Kur'an-ı Kerim ve Türkçe Meali Sayfa 253
29. Inanan ve faydalı bir işi en iyi şekilde (dürüstçe) yapanlar için, mutluluk ve güzel bir dönüş yeri vardır.
30. (Ey Muhammed!) Böylece seni, kendilerinden önce nice ümmetlerin geçmiş olduğu bir ümmete gönderdik ki, onlar Rahman’ı inkâr ederken, sana vahyettiğimizi kendilerine okuyasın. De ki: “O, benim Rabbimdir. O’ndan başka hiçbir ilâh yoktur. Ben yalnız O’na tevekkül ettim/yöneldim, dönüşüm de yalnız O’nun huzurunadır.”
31. Kendisiyle dağların yürütüleceği veya yeryüzünün parçalanacağı ya da ölülerin konuşturulacağı, bir Kur’an olacak olsaydı (o yine bu kitap olurdu). Fakat bütün emir/yönetim yalnız Allah’ındır. İman edenler anlamadılar mı ki, Allah dileseydi/isteseydi (insanları özgür bırakmayıp) bütün insanları doğru yola eriştirirdi. Allah’ın, özgür insanlar için koyduğu kanun uygulanacak; inkâr edenlere yaptıkları işler sebebiyle devamlı olarak, ya büyük bir felaket gelecek veya o felâket yurtlarının yakınına inecektir. Şüphesiz Allah verdiği sözden dönmez.

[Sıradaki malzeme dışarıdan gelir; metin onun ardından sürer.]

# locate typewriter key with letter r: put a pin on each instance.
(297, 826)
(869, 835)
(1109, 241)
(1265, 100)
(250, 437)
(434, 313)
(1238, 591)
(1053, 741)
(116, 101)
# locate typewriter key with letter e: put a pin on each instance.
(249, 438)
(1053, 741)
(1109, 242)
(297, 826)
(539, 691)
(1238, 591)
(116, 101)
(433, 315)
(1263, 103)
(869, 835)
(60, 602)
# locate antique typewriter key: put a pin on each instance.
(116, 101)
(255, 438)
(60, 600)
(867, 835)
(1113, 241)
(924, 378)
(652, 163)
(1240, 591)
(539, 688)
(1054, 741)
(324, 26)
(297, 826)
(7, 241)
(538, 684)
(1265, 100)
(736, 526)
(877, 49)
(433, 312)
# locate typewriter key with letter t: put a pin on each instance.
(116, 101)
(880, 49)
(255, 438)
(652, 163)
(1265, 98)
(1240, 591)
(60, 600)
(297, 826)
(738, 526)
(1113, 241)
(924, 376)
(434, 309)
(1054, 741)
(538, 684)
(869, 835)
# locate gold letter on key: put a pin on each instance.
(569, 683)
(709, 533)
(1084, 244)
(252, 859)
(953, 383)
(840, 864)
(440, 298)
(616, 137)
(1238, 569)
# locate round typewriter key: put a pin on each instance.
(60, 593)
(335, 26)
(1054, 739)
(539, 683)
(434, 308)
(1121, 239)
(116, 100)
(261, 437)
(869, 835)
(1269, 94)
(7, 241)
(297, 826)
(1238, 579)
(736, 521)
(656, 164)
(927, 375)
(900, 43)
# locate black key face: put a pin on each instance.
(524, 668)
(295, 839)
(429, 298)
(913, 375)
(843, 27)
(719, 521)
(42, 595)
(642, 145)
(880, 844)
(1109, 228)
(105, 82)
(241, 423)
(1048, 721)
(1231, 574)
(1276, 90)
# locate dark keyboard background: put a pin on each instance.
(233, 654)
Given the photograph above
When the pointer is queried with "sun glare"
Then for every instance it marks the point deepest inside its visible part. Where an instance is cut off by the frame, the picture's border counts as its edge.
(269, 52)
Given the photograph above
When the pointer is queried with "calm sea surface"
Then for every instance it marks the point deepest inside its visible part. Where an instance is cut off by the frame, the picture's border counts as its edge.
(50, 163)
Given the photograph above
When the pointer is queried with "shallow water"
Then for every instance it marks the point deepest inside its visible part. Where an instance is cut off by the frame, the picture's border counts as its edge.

32. Andolsun, senden önce de nice peygamberler alaya alındı da Ben inkâr edenlere bir süre (mühlet) verdim, sonra da onları yakalayıverdim. Benim yakalamam/cezalandırmam nasılmış!
33. Herkesin kazandığını görüp gözeten Allah, inkâr edilir mi? Halbuki onlar, Allah’a ortaklar koştular/aracılar edindiler. De ki: “Onların isimlerini açıklayın. Yoksa siz (bununla) O’na yeryüzünde bilmediği bir şeyi mi haber vermiş olacaksınız, yoksa boş söz mü etmiş olacaksınız?” Hayır inkâr edenlere hileleri güzel göründü ve onlar doğru yoldan saptılar. Allah kimi (yanlış hayat tarzını seçenleri) sapıklığında bırakırsa, artık onu doğru yola iletecek yoktur.
34. Onlara dünya hayatında bir azap vardır. Ahiret azabı ise daha ağırdır ve onları Allah’ın azabından koruyacak kimse de yoktur.